Every choice we make can be a celebration of the world we want.

Hunger is not caused by a scarcity of food but by a scarcity of democracy.

An MRI study of people competing vs. cooperating found that cooperating stimulates the same parts of our brain as does eating chocolate.

Ninety percent of Americans make less in real dollars than they did in 1973 – on average $4,000 less. The wealthiest 400 Americans now control more wealth than half the world’s people.

Worldwide, more people are members of cooperatives than own shares in publicly traded companies; cooperatives provide a fifth more jobs than do global corporations.

Democracy is not what we have, it is what we do.

More than a third of both the world’s grain and fish catch now go to feed livestock, which return to us only a fraction of the nutrients.

If the whole world adopted sustainable farming practices, production could increase by over 50 percent.

In three decades agricultural output per person has climbed by one fifth worldwide, but in just the last two years over 100 million more people suffer from hunger—reaching a total of nearly a billion.

America emits twice the carbon per person that Europe does. But think what’s possible: California emits 20 percent less carbon per dollar GDP than Germany; and it gets a quarter of its electricity from renewables!

Can we truly believe ‘the world’ can change if we don’t experience ourselves changing?

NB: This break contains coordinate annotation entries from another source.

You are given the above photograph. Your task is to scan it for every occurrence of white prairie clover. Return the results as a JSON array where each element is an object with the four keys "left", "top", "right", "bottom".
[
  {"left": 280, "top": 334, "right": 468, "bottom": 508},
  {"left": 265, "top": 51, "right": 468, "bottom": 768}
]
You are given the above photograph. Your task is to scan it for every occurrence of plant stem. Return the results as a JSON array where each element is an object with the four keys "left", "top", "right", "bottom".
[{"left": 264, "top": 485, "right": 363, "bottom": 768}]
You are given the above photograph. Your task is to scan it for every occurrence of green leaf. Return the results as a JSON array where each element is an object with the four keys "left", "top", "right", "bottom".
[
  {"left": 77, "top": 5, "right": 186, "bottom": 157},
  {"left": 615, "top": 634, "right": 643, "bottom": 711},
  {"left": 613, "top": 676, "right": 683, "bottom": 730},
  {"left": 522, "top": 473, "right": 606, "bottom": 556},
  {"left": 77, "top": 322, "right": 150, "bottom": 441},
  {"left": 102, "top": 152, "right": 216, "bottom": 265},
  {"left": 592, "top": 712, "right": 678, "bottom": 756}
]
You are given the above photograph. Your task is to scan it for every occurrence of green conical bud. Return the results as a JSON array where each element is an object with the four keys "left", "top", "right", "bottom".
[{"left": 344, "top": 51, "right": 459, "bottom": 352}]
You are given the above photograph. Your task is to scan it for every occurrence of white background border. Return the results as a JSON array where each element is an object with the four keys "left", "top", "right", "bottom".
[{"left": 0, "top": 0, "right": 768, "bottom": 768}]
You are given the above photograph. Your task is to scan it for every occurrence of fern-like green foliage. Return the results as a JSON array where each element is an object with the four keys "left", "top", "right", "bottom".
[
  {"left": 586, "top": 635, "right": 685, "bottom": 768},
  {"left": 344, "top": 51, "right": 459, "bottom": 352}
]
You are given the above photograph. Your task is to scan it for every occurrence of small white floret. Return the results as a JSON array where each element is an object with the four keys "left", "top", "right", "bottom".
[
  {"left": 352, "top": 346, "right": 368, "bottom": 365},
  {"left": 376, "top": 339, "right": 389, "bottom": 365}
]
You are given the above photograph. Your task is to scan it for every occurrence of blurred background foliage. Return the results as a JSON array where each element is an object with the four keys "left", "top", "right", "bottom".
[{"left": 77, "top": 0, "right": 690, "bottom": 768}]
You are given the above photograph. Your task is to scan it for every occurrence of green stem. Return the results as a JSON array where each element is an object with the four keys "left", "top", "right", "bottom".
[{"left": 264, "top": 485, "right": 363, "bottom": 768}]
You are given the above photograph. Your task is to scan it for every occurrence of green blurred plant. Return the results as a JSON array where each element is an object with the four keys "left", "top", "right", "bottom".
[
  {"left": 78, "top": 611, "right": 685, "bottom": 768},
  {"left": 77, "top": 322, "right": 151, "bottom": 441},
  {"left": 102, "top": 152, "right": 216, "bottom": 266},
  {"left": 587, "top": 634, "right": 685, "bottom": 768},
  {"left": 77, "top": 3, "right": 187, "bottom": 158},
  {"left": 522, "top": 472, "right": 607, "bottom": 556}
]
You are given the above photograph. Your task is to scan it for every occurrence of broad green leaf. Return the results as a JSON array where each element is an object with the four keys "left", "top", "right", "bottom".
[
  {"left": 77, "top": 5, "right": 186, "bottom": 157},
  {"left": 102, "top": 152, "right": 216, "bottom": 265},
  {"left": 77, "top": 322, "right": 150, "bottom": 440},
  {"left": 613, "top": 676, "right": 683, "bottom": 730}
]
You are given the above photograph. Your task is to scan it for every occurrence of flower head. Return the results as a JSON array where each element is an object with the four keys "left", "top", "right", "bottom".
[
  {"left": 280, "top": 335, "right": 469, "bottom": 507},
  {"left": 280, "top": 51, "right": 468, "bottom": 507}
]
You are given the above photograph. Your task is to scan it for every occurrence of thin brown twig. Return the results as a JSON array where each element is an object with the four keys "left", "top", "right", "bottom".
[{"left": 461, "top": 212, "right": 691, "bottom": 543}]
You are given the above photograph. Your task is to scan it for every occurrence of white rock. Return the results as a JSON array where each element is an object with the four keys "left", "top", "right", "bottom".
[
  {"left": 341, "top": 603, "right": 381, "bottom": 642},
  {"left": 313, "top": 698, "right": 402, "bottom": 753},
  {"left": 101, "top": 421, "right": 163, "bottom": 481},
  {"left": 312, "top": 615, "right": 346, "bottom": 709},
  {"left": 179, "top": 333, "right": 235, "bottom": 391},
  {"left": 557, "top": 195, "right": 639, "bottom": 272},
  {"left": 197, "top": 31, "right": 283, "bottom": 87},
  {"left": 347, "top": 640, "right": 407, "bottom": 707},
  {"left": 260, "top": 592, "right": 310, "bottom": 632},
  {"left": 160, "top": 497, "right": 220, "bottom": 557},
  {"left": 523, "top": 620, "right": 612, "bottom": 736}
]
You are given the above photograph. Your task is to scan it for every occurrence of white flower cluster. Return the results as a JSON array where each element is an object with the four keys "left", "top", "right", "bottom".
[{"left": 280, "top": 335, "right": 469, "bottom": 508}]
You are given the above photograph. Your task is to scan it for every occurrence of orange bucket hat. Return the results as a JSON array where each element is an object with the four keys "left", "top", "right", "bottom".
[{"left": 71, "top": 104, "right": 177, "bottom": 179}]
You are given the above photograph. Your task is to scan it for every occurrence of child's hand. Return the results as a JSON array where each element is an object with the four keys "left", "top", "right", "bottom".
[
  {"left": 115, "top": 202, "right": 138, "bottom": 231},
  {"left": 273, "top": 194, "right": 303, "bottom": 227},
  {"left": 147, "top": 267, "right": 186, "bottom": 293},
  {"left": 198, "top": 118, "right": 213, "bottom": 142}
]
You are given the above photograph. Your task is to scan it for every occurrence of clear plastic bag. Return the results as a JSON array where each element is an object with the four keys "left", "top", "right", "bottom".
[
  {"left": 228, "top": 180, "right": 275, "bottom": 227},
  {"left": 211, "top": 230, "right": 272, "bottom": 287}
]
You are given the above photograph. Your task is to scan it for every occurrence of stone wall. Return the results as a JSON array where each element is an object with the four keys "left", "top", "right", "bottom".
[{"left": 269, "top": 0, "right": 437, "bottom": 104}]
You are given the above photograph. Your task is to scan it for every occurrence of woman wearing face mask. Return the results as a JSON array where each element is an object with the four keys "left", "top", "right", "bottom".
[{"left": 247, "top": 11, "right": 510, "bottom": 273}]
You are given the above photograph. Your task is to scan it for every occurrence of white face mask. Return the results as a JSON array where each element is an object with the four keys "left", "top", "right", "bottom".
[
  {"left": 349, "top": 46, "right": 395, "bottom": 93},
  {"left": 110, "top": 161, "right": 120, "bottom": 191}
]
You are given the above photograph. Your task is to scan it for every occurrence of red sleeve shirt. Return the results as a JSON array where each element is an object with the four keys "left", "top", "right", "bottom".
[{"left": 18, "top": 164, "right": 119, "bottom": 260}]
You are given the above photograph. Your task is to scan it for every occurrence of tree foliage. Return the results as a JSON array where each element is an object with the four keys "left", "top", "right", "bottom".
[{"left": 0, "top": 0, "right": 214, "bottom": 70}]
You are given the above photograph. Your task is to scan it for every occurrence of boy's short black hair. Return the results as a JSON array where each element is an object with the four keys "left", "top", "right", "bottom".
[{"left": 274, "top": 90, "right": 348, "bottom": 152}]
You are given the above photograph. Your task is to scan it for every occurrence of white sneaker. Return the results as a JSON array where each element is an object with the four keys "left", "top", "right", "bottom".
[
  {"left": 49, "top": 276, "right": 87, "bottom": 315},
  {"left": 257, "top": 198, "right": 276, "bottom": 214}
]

And there’s only one way to change ourselves – that’s by taking risks.

Even the fear of death is nothing compared to the fear of not having lived authentically and fully.

In Washington DC, more than two dozen lobbyists push mainly corporate interests for every one representative American citizens have elected to protect our interests.

Every time we act, even with our fear, we make room for others to do the same. Courage is contagious.

It’s not possible to know what’s possible. So we are free to go for the world we really want.

Hope is not something we seek in evidence, it is what we become in action.

2 comments:

Bruce said...

cooperation equals eating chocolate... I think I will take that... any day...
And, I think you were alluding to Thom Hartmann's program... about the "real story of the Boston Tea Party".... this needs to be told... and it will.....
keep up the good work, Molly....

Molly Strong said...

Thanks, Bruce. And there is a great video Frances Moore Lappe did on the real tea party on the website listed. Thanks again.